Mr Mitchell’s submissions

[25] Mr Cook submitted for Mr Mitchell that the Court of Appeal’s analysis wrongly devolved into a fine-grained comparison between the elements of the offences (such as comparing the alcohol level required for each offence). The s 46(1)(a) inquiry is elemental whereas the s 46(1)(b) inquiry is factual. The Court’s approach left no room for s 46(1)(b) to operate.

[26] Mr Cook suggested the appropriate approach is that a defendant cannot be prosecuted for an offence where “those facts” (namely the defendant’s acts and/or omissions) said to constitute that offence are the same facts (the defendant’s acts and/or omissions) which constituted an offence for which the defendant was previously convicted or acquitted. It is inherent that any subsequent charge which arises from “those facts” will have different elements from the original offence (barring unusual circumstances). Under an elemental approach, only subsumed or identical offences can qualify.

[27] At the hearing, Mr Cook contended that s 46(1)(b) codified the common law doctrines of autrefois convict and abuse of process. While special pleas are “black and white”, and abuse of process has historically been an evaluative doctrine, he submitted that there is still discretion in determining whether the same facts are at play for each offence. Mr Cook acknowledged that this approach does not provide a bright line and that a judgment on the facts of each case will be required.

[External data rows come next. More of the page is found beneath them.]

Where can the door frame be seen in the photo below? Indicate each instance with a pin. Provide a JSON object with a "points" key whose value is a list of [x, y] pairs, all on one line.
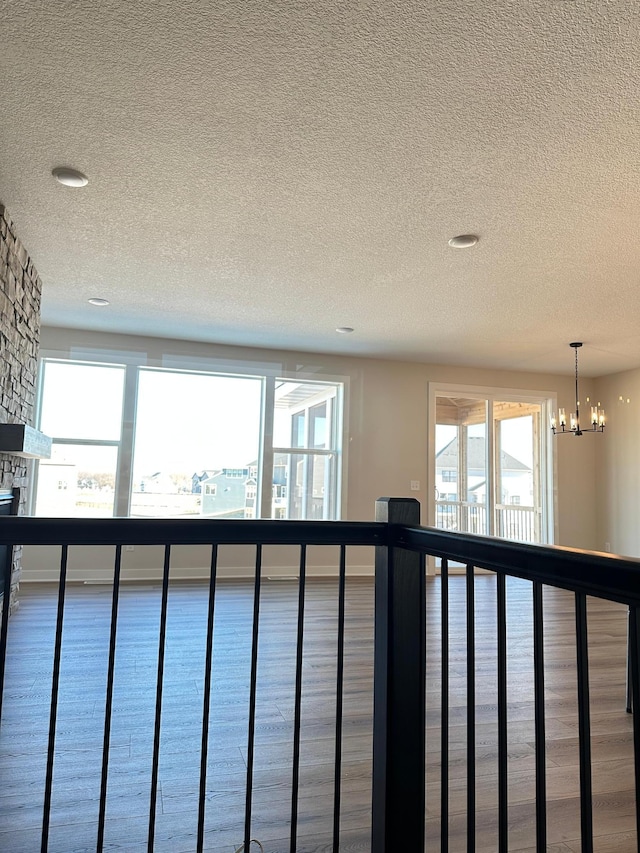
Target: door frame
{"points": [[547, 401]]}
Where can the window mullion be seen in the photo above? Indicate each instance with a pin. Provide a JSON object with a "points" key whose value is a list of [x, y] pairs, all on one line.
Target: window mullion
{"points": [[264, 498], [124, 471]]}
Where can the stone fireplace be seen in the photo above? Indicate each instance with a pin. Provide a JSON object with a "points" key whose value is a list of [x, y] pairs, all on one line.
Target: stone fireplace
{"points": [[20, 291]]}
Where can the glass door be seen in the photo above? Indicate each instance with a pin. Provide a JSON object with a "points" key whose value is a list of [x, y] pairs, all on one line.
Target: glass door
{"points": [[489, 471]]}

[28] Mr Cook submitted that, on the facts here, Mr Mitchell’s acts in breach of s 56(1) were to drive with 649 micrograms of alcohol per litre of breath. Those acts were the facts which also rendered him liable for the s 32(1)(b) offence. His status as a person subject to a special licence was a background fact. The Court of Appeal erred in isolating that fact, which was peculiar to the s 32 charge, and regarding its existence as dispositive or highly instructive about whether the two offences arose from different facts.

[29] It was also submitted that the Court of Appeal wrongly relied on several further considerations—such as fair labelling and sentencing options—extraneous to the mandated analysis of the facts constituting each offence.

[30] Ultimately, Mr Cook argued that dual conviction would constitute unnecessary duplication and would waste resources and time. The provisions address the same social evil. That Mr Mitchell also had a zero alcohol licence can be taken into account at sentencing.

Police submissions

[31] Mr Sinclair submitted that the Court of Appeal correctly assessed the role of s 46 in a case of this nature. Sections 46 and 47 create a straightforward, mandatory set of rules for the special pleas, and the more flexible abuse of process doctrine patrols their boundaries to avoid oppressive charging.

[32] Section 46(1)(a) addresses the narrow, uncontroversial situation in which a special plea has always been available (and which is unlikely to arise in practice)—‍when the same offence is charged on the same facts. Section 46(1)(b) deals with the more common situation where a different offence is charged but it is, in effect, the same offence, or the offence is subsumed by the other offence. The elements of an offence remain the touchstone and that is unavoidable. One cannot conduct the factual comparison in s 46(1)(b) without considering the ingredients of the two offences.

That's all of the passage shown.